Japanese PM Suga Reportedly Intends to Step Down, Unlikely to Run in Looming Party Elections
04:03 GMT 03.09.2021 (Updated: 04:04 GMT 03.09.2021)
As the country grapples with its biggest wave of COVID-19 infections ahead of a general election this year, Suga, who took office when Shinzo Abe quit last September citing ill health, has seen his popularity plummet to around 30%.
Yoshihide Suga, Japan's prime minister, will not fight for the leadership of the ruling Liberal Democratic Party (LDP) in September, the Japanese NHK channel reported on Friday, thus paving the way for his replacement after only one year in office.
According to the report, Suga announced this decision at an extraordinary party board meeting.
Elections for the head of the party are scheduled for September 29. Suga's reported refusal to nominate himself will effectively mean that he will cease to hold the post of prime minister.
Earlier this week, media speculated that Suga might, after a reorganization of the ruling party executive and his cabinet, dissolve the lower house of parliament in mid-September. Suga reportedly wanted to postpone the LDP leadership election until after the general election, allegedly considering conducting the election on October 17.
On Wednesday, the prime minister told reporters that he had no intention of dissolving the lower house of parliament.

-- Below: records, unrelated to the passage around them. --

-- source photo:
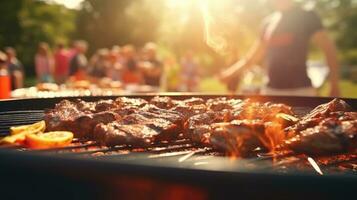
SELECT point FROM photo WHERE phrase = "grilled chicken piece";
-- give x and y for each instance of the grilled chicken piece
(78, 117)
(320, 113)
(116, 133)
(238, 137)
(330, 136)
(162, 102)
(167, 129)
(220, 104)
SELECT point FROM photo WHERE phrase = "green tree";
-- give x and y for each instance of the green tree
(104, 23)
(25, 23)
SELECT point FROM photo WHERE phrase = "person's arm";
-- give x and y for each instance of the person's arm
(323, 41)
(254, 56)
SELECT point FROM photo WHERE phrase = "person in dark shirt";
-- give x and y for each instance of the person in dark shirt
(16, 69)
(78, 63)
(152, 66)
(283, 45)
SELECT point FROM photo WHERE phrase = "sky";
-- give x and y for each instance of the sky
(73, 4)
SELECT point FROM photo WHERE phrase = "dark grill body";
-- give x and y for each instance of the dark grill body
(88, 170)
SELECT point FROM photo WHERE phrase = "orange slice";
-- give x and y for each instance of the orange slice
(49, 140)
(29, 129)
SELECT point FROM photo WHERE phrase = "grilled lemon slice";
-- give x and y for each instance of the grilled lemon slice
(18, 133)
(49, 140)
(32, 128)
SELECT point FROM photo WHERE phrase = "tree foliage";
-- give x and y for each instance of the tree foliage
(25, 23)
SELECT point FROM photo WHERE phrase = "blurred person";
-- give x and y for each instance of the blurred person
(5, 82)
(16, 69)
(61, 57)
(152, 67)
(189, 72)
(115, 69)
(44, 63)
(283, 45)
(131, 71)
(78, 63)
(99, 64)
(171, 80)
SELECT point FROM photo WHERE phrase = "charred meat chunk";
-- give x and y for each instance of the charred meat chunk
(162, 102)
(334, 108)
(131, 102)
(330, 136)
(238, 137)
(220, 104)
(116, 133)
(78, 117)
(167, 129)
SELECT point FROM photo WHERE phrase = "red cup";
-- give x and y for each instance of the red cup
(5, 87)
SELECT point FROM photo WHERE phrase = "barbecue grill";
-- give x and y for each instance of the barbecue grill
(175, 170)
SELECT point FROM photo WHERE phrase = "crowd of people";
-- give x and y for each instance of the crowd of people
(125, 64)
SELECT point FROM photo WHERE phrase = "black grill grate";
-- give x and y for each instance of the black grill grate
(181, 150)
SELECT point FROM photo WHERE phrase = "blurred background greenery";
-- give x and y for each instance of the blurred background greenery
(176, 25)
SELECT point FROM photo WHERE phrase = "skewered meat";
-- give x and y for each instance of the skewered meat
(162, 102)
(238, 137)
(231, 125)
(330, 136)
(318, 114)
(78, 117)
(116, 133)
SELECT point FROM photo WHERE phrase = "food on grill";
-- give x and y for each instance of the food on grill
(329, 128)
(18, 134)
(236, 126)
(32, 128)
(80, 117)
(239, 137)
(49, 140)
(318, 114)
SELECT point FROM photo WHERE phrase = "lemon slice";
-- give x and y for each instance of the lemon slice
(17, 139)
(29, 129)
(49, 140)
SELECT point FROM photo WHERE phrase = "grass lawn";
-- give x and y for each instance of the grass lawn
(348, 88)
(212, 85)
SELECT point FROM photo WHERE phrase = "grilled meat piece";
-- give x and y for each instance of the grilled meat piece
(116, 133)
(198, 127)
(333, 108)
(220, 104)
(193, 101)
(162, 102)
(131, 102)
(78, 117)
(190, 110)
(330, 136)
(256, 110)
(167, 129)
(238, 137)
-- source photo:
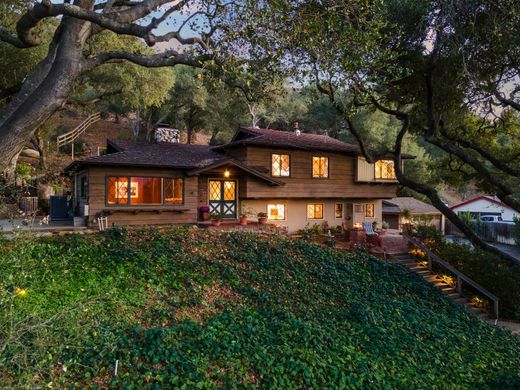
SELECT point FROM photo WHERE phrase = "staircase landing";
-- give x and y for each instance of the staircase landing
(436, 281)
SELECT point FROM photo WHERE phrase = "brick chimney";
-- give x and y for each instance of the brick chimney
(296, 128)
(164, 133)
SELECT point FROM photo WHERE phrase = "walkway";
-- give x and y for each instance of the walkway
(450, 292)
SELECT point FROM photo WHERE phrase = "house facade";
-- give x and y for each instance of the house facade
(297, 179)
(406, 209)
(486, 206)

"We can't dissolve the lower house in this current situation," he said.
According to media reports, Suga is considering reorganizing the party's executive and cabinet in the nearest future. He also stated that the government overhaul will be minor.
The prime minister's ratings have been hit hard by a lingering vaccination rollout, and the fact that the Japanese government has declared a fourth state of emergency in most of the country, reportedly failing to capitalize on the mostly successful Olympics.
Experts consider that the LDP and its allies are unlikely to lose their coalition majority in the powerful lower house, but estimates suggest Suga's party may lose its absolute majority, weakening whoever leads the party.